We may have to agree to differ but let me take one last cut. Consider the case of the changed specification for new. If you use new(nothrow) and wilfully or otherwise do not check the return value your program enters undefined behaviour if the object was not constructed through lack of memory (I am not sure that that implementation of new doesn't also trap and discard all exceptions thrown by the constructor. Perhaps one of the standards experts reading this could comment)

However if you use a version of new that throws bad_alloc if there is insufficient memory the program may abort (if the programmer ignored handling the exception) but it should do so without damaging other processes and data.

I do not advocate either behaviour but the latter seems safer to me than the former.

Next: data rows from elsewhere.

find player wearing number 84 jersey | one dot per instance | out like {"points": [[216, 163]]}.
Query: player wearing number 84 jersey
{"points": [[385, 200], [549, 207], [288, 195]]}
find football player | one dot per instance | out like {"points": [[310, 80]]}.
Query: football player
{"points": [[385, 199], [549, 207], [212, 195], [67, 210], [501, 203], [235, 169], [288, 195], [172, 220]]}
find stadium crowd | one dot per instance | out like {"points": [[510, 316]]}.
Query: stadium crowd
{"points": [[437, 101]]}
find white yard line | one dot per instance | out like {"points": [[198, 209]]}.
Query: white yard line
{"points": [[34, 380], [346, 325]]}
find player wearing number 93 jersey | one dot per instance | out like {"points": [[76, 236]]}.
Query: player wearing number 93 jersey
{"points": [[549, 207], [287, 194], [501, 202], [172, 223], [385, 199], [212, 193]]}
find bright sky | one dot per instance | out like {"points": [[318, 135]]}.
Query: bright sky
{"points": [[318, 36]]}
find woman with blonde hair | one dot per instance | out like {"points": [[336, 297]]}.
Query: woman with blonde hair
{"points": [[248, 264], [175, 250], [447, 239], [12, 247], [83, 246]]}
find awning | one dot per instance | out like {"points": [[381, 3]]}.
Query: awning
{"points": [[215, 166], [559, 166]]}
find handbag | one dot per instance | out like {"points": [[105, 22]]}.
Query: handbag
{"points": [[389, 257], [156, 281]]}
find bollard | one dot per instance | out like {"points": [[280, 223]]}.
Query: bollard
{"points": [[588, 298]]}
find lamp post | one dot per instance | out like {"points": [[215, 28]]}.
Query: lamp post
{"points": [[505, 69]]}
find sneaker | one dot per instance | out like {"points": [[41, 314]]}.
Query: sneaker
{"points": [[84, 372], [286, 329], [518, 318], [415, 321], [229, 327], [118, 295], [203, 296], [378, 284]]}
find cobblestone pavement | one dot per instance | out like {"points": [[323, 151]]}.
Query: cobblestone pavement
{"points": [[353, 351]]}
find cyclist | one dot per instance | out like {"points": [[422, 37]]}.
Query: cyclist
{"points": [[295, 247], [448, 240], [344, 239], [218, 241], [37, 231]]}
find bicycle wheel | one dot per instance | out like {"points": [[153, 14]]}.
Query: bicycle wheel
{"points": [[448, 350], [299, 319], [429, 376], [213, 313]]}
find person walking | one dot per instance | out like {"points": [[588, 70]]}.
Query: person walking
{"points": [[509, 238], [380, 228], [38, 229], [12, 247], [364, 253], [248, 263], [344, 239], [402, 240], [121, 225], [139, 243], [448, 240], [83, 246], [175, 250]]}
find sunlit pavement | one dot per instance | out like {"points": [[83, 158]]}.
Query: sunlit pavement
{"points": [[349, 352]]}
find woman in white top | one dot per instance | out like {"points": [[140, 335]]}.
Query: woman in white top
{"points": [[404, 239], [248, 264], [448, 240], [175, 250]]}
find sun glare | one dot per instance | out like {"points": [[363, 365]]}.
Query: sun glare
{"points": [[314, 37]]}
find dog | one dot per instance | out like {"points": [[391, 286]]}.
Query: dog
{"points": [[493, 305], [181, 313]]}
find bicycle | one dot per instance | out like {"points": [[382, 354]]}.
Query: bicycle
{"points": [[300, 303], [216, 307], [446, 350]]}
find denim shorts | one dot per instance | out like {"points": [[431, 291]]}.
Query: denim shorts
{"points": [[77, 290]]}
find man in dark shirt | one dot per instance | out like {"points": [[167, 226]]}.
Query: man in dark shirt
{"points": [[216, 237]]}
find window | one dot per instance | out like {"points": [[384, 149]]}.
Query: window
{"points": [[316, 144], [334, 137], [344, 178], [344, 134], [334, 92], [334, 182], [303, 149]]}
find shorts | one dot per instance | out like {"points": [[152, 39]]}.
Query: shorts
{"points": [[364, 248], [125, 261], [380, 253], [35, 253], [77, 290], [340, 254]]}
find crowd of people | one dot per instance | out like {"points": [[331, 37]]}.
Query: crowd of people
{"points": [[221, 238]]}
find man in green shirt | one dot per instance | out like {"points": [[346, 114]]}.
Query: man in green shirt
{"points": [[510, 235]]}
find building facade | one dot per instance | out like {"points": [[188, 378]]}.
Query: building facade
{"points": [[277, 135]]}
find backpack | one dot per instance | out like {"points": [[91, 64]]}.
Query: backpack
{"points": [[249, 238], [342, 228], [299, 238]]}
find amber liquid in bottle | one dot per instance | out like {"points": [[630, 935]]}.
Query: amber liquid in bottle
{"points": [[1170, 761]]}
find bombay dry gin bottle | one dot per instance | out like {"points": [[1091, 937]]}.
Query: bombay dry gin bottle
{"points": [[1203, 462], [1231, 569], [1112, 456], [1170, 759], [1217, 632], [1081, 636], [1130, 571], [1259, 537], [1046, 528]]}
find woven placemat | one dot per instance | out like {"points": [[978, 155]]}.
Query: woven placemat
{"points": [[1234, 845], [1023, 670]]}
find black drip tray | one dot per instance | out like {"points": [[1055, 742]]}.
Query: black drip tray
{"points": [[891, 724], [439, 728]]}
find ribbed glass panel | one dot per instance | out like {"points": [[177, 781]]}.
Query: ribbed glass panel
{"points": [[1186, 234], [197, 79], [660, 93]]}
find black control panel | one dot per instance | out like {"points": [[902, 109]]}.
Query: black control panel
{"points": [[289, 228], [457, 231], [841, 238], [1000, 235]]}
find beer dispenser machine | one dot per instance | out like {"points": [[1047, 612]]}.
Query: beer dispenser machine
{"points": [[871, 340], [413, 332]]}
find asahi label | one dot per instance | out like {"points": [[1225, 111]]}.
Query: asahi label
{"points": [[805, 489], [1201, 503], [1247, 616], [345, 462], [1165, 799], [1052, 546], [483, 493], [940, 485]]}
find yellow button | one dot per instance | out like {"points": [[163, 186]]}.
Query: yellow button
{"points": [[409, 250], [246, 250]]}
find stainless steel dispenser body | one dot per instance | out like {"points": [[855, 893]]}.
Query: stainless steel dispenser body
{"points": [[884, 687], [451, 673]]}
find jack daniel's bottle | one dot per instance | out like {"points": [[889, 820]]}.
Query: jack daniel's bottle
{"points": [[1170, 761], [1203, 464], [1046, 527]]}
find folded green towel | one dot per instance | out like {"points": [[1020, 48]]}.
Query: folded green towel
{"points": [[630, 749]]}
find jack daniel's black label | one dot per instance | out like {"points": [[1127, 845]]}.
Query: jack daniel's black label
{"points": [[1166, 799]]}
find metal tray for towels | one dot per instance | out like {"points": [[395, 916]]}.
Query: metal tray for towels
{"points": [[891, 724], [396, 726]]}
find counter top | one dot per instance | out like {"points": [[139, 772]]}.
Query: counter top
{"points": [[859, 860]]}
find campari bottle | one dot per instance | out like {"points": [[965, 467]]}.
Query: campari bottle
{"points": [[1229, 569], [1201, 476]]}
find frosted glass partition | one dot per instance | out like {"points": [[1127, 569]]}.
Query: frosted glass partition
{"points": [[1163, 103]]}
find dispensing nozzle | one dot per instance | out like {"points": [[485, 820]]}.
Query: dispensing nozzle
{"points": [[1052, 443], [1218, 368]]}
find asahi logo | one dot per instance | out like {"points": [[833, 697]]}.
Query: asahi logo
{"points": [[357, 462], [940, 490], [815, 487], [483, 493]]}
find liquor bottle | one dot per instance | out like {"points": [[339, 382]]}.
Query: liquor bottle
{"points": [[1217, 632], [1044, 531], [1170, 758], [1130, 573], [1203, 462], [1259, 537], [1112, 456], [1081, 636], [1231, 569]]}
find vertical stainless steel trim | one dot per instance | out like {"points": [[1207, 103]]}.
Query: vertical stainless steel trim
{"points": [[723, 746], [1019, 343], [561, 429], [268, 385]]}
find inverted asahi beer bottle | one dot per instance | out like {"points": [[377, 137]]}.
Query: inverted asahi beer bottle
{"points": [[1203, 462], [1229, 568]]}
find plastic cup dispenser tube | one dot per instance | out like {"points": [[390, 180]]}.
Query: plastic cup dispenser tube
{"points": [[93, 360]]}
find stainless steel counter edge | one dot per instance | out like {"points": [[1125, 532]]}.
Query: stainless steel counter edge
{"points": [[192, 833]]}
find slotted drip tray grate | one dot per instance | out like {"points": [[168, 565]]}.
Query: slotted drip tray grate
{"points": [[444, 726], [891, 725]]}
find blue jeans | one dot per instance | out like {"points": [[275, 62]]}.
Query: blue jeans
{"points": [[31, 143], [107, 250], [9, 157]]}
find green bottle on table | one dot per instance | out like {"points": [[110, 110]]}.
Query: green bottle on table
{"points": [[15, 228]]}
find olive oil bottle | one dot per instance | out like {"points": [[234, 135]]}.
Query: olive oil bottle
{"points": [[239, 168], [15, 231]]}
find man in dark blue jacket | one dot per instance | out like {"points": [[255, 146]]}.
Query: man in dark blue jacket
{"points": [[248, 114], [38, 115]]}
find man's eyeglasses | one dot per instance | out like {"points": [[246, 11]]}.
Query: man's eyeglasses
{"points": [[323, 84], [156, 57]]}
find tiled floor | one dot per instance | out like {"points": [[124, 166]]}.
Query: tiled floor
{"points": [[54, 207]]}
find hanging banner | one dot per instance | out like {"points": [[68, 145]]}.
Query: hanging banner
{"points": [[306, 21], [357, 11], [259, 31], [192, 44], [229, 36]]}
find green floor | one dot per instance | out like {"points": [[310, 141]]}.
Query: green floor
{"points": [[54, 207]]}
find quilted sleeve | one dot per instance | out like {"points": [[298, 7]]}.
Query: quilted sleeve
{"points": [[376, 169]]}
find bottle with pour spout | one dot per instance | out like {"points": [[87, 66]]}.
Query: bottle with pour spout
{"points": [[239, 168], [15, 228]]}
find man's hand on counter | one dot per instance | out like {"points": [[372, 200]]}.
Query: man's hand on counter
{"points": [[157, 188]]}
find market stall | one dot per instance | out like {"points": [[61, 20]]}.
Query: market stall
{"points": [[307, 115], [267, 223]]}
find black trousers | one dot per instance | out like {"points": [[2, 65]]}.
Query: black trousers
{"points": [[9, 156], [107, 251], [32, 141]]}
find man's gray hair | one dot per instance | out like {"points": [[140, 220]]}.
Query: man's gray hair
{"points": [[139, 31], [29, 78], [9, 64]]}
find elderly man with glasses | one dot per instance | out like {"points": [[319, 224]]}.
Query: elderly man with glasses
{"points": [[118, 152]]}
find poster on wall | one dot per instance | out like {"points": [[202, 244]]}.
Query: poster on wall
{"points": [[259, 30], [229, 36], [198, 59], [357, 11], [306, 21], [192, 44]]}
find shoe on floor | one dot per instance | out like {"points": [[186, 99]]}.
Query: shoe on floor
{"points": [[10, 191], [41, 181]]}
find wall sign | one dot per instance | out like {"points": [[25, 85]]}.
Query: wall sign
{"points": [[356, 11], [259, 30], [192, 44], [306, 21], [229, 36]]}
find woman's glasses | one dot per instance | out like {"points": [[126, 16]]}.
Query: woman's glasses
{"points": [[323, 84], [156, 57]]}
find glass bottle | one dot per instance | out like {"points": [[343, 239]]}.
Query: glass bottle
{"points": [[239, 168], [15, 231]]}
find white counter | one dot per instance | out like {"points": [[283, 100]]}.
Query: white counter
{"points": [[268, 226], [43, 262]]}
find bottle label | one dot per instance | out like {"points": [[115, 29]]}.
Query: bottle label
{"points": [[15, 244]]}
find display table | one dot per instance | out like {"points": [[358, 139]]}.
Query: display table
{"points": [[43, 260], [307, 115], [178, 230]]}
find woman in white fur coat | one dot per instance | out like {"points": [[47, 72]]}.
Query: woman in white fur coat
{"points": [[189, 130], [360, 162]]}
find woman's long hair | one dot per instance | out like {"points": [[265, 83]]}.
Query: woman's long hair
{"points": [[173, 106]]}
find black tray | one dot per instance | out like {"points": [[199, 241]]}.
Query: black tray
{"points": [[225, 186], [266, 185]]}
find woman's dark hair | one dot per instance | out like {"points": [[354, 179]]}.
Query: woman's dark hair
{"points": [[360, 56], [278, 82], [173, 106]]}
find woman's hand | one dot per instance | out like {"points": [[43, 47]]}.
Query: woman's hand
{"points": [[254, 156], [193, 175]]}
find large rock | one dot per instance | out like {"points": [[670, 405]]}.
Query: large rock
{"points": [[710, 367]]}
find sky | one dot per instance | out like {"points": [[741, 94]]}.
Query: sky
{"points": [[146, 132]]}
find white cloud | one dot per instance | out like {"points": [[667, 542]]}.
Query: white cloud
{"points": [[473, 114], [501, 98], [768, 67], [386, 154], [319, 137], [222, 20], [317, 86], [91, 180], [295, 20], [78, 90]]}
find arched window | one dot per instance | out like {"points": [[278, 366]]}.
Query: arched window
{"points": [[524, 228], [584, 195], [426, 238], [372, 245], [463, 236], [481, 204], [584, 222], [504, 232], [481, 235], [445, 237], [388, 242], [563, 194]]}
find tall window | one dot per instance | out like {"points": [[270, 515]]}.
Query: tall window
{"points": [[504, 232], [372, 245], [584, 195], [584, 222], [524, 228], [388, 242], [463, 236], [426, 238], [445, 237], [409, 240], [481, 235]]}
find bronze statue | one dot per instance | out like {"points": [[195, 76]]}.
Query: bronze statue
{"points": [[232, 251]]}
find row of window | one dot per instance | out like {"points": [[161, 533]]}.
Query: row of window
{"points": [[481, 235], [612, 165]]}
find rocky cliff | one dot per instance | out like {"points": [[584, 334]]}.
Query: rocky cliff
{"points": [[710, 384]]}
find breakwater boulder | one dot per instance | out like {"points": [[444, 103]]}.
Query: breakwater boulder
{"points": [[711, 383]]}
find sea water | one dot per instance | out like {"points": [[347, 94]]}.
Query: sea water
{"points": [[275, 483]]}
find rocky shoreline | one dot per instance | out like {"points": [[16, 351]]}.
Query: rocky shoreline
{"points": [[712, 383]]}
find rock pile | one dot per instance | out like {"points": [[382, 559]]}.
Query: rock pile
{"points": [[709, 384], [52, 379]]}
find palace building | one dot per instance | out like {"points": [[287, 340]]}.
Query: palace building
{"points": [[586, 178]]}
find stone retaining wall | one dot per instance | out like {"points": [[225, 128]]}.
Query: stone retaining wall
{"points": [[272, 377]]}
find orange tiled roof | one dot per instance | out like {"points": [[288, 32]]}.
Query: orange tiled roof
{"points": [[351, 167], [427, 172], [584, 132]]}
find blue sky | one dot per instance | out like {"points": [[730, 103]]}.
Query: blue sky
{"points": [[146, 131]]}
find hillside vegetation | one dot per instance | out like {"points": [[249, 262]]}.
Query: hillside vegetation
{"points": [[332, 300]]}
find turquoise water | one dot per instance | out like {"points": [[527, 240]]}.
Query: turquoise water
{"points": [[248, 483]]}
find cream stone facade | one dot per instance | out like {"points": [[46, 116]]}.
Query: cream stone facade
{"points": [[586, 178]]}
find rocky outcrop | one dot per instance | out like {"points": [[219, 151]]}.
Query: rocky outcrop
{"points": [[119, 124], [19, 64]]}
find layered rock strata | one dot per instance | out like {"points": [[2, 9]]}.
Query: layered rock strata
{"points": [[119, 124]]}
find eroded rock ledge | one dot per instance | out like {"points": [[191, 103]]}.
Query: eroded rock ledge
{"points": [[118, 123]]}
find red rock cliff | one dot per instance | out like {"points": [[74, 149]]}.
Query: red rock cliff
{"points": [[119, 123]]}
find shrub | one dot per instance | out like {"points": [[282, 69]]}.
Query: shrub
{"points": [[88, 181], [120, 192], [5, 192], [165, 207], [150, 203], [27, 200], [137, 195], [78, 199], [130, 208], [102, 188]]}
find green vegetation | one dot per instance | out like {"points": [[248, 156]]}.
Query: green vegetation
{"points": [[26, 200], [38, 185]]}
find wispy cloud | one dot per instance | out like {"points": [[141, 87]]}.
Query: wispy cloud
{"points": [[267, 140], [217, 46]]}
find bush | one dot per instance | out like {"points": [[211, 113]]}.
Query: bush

On the subject of swallowing exceptions, that has to be done explicitly and is clearly a different order of reprehensible behaviour than simply being careless.

KH:

Our main disagreement however seems to be the environment we work in. I write COM based software running under Windows. COM interface methods cannot throw exceptions, since the caller may be in a different process or a language that doesn't support the concept. Furthermore, Windows does not tolerate exceptions passing through OS callbacks, like the window procedures that drive every visible entity in the GUI. In such an exception-hostile environment, Francis' EndOfProgram exception would either disappear without trace or bring the system down hideously. I have no choice but to place throw() on all major interfaces.

TH:

As a matter of interest what does a call to exit() do in such code? Or raising a signal? Of course there are program contexts where exceptions must not leak, but how does an error code help?

As you have just told me that COM interfaces must not throw I would have thought that any mechanism that gave a fighting chance that a sane tool provider could produce a tool to detect breaches would be highly welcome. Obviously in the context in which you are working you need a catch(…) firewall to deal with potential exception leakage. But with that firewall in place your COM object would seem to me to be that much safer.

KH:

As an aside, would it be too provocative for me to claim that the standard library is not a major interface? Even if several components are written in C++, and sharing the code to whatever extent the OS allows, they each have to assume the others are written in another language, so they can't pass library structures around to each other. It is an implementation detail, hidden from my clients.

You are a C++ programmer at heart, and you confuse my broader perspective for C-centricity. 8-)

TH:

That is the one place where we must disagree. I am a programmer and always try to find the right tool for the job. C has its place but two of its weaker elements are signal handling and setjmp / longjmp .

Thanks for taking the time to write. I, and I hope many readers, appreciate it.